Over a cup of tea, I caught up with the post. One item was a confidential hand-written note from the manager of Marshall & Snelgrove. He asked for help in detecting a suspected shoplifter or shoplifters who were costing the store a great deal of money. Mr Moony had recommended me.

I passed the letter to Mrs Sugden. ‘What do you make of this?’

She adjusted her spectacles and read it, twice. ‘The blighters. Makes me sick that crooks get away with such villainy, when honest folk have to pay every inch of their way.’

The following morning, I discussed the letter with Mr Sykes. He was willing enough to take on the task, but pointed out an obvious truth.

‘It will be very well me going into furnishings and male attire departments. I’d be a sore thumb in ladies’ wear and haberdashery.’

Mrs Sugden was outside, emptying the teapot in the garden. I looked at Sykes, he looked at me, and nodded.

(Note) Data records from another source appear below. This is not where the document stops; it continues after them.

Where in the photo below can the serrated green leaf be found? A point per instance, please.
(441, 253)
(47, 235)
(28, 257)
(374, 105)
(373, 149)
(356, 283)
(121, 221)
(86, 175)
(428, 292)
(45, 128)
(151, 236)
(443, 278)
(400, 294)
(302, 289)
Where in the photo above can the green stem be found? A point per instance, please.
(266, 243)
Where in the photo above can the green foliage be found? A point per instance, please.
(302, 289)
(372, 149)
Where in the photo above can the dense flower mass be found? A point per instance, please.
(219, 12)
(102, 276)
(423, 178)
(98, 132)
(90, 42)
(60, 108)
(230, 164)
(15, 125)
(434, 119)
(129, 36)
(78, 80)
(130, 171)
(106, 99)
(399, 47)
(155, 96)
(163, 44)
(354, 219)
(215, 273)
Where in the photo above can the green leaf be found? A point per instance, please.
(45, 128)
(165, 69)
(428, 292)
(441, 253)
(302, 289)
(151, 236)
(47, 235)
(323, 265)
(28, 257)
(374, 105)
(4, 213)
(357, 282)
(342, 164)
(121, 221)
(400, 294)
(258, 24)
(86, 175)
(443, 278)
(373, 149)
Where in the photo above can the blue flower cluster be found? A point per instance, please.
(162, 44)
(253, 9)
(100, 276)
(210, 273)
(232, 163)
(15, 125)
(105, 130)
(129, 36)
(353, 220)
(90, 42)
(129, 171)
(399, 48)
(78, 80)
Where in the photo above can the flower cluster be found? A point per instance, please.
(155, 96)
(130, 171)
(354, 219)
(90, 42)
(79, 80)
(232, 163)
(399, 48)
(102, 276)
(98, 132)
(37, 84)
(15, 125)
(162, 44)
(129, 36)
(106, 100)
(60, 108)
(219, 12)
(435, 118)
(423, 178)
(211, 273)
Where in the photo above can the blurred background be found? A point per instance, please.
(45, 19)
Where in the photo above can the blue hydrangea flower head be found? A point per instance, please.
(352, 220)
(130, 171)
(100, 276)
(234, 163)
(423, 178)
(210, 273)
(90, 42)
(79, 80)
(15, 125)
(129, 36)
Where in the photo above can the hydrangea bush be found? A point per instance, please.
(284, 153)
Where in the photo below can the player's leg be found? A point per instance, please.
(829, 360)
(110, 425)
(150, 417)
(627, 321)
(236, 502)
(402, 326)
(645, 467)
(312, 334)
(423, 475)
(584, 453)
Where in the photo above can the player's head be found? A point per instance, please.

When Mrs Sugden joined us, I asked, ‘How would it suit you to work with Mr Sykes in spotting shoplifters – to be a store detective for a short time?’

She grew in height. Her shoulders moved back several inches. ‘It would suit me very well.’

I pulled out a chair for her. ‘Mr Sykes will lead this operation.’

‘Now the thing is, Mrs Sugden . . .’ He propounded his theories about how to approach the work. ‘And when you collar a thief, he or she will always squeal out a tale to break your heart. But it must not wash. These are criminals. We will be in the store to enforce the
law. We must give no quarter.’

‘Absolutely not,’ Mrs Sugden said, with utter conviction. ‘A thief is a thief, a villain is a villain.’